Maitre Pascal MUPENDA, Directeur des Programmes de PPI renseigne que les faits se sont déroulés dans la soirée du mardi 24 mars 2020, alors que le défenseur de droit de l’homme Joseph Kitungano venait s’enquérir du motif d’arrestation de sa fille à la police urbaine, après qu’il soit appelé par un policier qui n’a pas décliné son identité, mais qui lui a dit qu’il était attendu à ce moment-là même pour plus de détails.
“A son arrivée à la police, le DDH Joseph KITUNGANO s’est présenté auprès du Colonel LONGANGI en qualité de père de la fille arrêtée mais aussi défenseur des droits de l’homme, et qu’il souhaitait connaitre le motif d’arrestation de sa fille, et dans la mesure du possible obtenir l’autorisation de lui parler au cachot, le Colonel LONGANGI a directement ordonné son arrestation et sa mise en détention, sans aucun motif, et moins encore sans qu’il ne l’ait entendu sur procès-verbal.
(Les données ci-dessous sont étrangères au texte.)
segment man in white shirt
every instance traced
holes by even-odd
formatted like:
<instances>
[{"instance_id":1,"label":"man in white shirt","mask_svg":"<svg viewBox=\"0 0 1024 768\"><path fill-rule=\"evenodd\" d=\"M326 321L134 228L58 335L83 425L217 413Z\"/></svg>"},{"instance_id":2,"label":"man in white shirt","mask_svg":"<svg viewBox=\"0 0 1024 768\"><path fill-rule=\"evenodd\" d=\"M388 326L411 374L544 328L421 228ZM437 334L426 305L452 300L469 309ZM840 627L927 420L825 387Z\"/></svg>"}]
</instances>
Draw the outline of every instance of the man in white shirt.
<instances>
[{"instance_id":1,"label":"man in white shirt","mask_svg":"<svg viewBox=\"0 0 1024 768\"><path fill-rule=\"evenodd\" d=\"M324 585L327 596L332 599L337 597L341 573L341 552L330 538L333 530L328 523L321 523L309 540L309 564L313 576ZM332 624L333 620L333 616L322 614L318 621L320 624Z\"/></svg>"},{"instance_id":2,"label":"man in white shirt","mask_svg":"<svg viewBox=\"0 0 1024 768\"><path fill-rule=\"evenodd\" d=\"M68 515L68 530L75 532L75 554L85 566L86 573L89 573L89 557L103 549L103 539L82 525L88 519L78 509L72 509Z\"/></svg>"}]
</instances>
Il s’est juste limité à tonner sur lui en lui disant, « Droit de l’homme ou Défenseur des droits de l’homme, c’est quoi ». Brutalisé, torturé et jeté au cachot par les policiers à qui le Colonel LONGANGI a intimé l’ordre, le DDH Joseph KITUNGANO n’a été libéré que vers 20h30, après de multiples plaidoyers, et rien n’a filtré sur le motif de son arrestation”, peut-on lire dans son communiqué de presse dont copie est parvenue à Libregrandlac.com.
PPI condamne la torture, arrestation et détention illégale que cet officier supérieur de la police a fait subir au Défenseur des Droits de l’homme Joseph KITUNGANO et soutient totalement les poursuites judiciaires contre lui, mais aussi invite toutes les organisations de défense de droits humains à accompagner M. Joseph KITUNGANO qui a porté plainte à l’auditorat Supérieur, afin que le commandant ville de la police nationale congolaise de Bukavu soit puni conformément à la loi.
Contacté, le commandant ville a répondu par un “NON” simple pour réfuter toutes les allégations portées contre lui.